If, in fact, the president wants to break the deal and charge House Republicans with taking the country over the fiscal cliff, the jibes might work, says John Pitney, a political scientist at Claremont-McKenna College in California  

“There are two possible explanations: (1) He was trying to bolster Democratic morale or (2) that he really wants to go over the cliff and was trying to goad Republicans into busting the deal. He may end up succeeding.”

The Biden-McConnell deal offered some compromise on both sides.  

Responding to GOP pressure, the deal continues to give an estate-tax exemption for estates up to $5 million. (Had Congress taken no action, the exemption would have reverted back to $1 million.) In a nod to Democrats, estate tax rates will increase to 40 percent, up from the current 35 percent level but short of the 45 percent rate that the president wanted.

The last issue to be resolved later Monday was how to deal with $110 billion in automatic spending cuts known as the sequester. Obama and Democrats proposed using new tax revenues to offset the spending cuts, but Republicans insisted that the whole point of the sequester produced by the debt-ceiling negotiations was to cut spending.

The Biden-McConnell deal delays the sequester cuts for two months, offset by spending cuts elsewhere in the budget.

For many Senate Democrats, the shift from $250,000 to $450,000 was a bigger pill.

“We’re going to lock in forever the idea that $450,000 a year is middle class in America?" said Sen. Tom Harkin (D) of Iowa, responding to press reports of a deal on Monday. “Need I remind people that at $250,000 a year, that’s the top 2 percent income earners in America.”

Top labor leaders protested what they saw as a White House capitulation on tax rates.

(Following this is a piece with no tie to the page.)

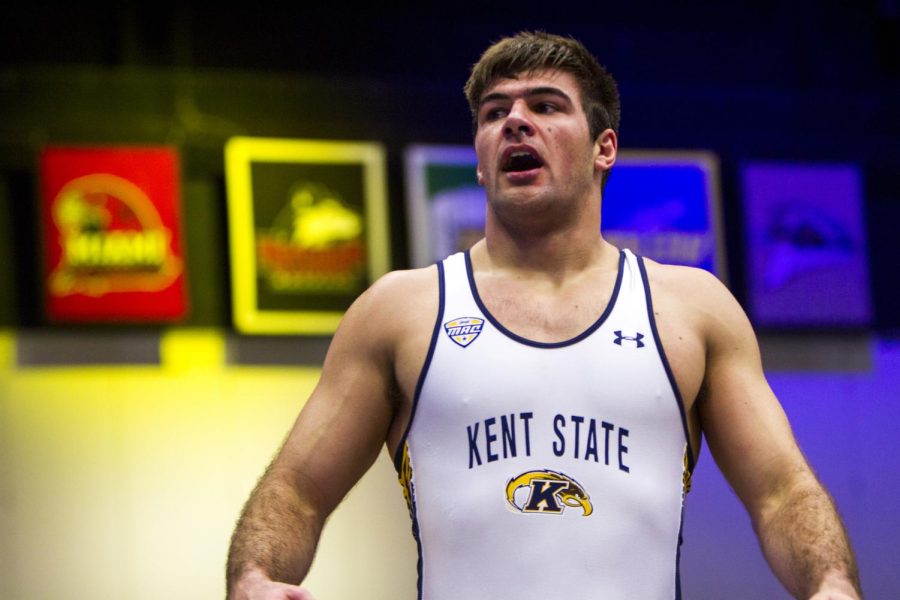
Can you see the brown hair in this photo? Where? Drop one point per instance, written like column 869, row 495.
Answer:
column 529, row 51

Richard Trumka, president of the AFL-CIO, tweeted his opposition to a proposal that would raise tax rates only on incomes above $400,000 for individuals and $450,000 for couples, while inviting future debt-reduction standoffs just months down the road.

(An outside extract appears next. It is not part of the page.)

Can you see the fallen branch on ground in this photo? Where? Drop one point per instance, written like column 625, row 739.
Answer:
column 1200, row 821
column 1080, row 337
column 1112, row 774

“It’s not a good fiscal cliff deal if it gives more tax cuts to 2 percent and sets the stage for more hostage taking,” said AFL-CIO leader Richard Trumka in a message tweeted to followers.

Labor leaders worry that the next fiscal cliff negotiations will lead to even more concessions, or hostage taking.  The Treasury reports that the US hit its debt ceiling on Dec. 31, but that emergency measures could delay breaching the ceiling into February.